2) Let your kids know what they can expect. Related to the above, kids will be thinking about what this news means for them. Depending on their ages, children will worry about things like:
- Where will I live?
- Will I have to switch schools?
- Where will Mom and Dad live?
- Will I have time with both of my parents?
- Can I still see my friends?
- Will there be enough money?
3) Remind children the divorce is not their fault. Kids sometimes feel guilty, worrying they caused the divorce. Make sure they know this is about the adults, not anything they did. Reinforce to your children that they still have two parents who love them.
4) Explain to your kids that they will be alright, and that Mom and Dad will be OK also. It is fine to acknowledge to your child that you understand this is upsetting news. You can mention that it will be a process, and that may be some changes ahead. Besides worrying about themselves, children worry about their parents as well.
5) Ask your kids if they have any questions. Don’t be surprised if there are none right away, or there might be a lot.
6) Let the kids know they can talk to either parent to talk or ask questions. Follow up with them periodically, but there is not a need to overdo it. Obviously, keep an eye out for any behavioral changes you observe in your children and don’t hesitate to contact a counselor for help. It is probably a good idea to check in with your school counselor as well. Some schools have support programs for students whose parents are getting divorced or divorced.
7) WHY? – This innocent-enough question is a deceptively tricky one to answer; so much so that it deserves some special attention. As stated in our first tip, the goal here is to strike a balance. Don’t go into sordid details. Best to answer with something such as “Sometimes grown-up’s feelings change.” Certainly do not blame the other parent, even if you really want to. You can also acknowledge that although you do not love each other in the same way, you and your spouse still respect each other and you will remain involved parents. You could also mention that you have not been getting along for sometime, and that neither spouse is happy, and that this change is necessary for the family.

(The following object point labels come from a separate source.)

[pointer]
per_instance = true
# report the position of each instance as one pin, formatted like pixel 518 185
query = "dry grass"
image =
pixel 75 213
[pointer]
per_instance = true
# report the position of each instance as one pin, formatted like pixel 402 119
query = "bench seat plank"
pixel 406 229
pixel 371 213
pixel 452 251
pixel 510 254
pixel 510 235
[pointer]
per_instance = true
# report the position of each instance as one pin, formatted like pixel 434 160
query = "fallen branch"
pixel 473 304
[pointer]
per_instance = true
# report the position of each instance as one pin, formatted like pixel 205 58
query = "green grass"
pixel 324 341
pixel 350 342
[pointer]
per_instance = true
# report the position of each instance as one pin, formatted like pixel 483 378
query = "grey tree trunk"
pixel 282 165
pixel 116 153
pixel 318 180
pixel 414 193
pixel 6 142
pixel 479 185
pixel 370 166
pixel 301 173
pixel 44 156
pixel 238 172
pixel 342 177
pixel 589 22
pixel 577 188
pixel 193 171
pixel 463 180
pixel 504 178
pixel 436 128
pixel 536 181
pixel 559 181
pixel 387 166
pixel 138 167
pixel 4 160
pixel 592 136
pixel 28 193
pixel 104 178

8) Have the conversation together. Unless there are safety concerns or other factors that make it impossible, having a unified front for this conversation is recommended. Talking to your children together for the initial divorce conversation sends a message that
9) Choose the time. Of course, there is not a good time for this talk, but try to select a “less-bad” time. If possible, avoid the night before an important test at school or another event, whether it is a game or a recital. A Friday could be a good idea, as the kids will have the weekend to start processing things before returning to school. I’ve worked with some couples in divorce mediation who scheduled the discussion just prior to a school vacation so the kids would have additional time to adjust. I suggest avoiding holidays, birthdays, etc. Another consideration is that if one parent is moving out, try to talk to your children beforehand.
10) Be flexible. No matter how much thought you put into this, it is difficult to know how a child may react. Do the best you can, and don’t put too much pressure on yourself. There will be time for follow-up talks later.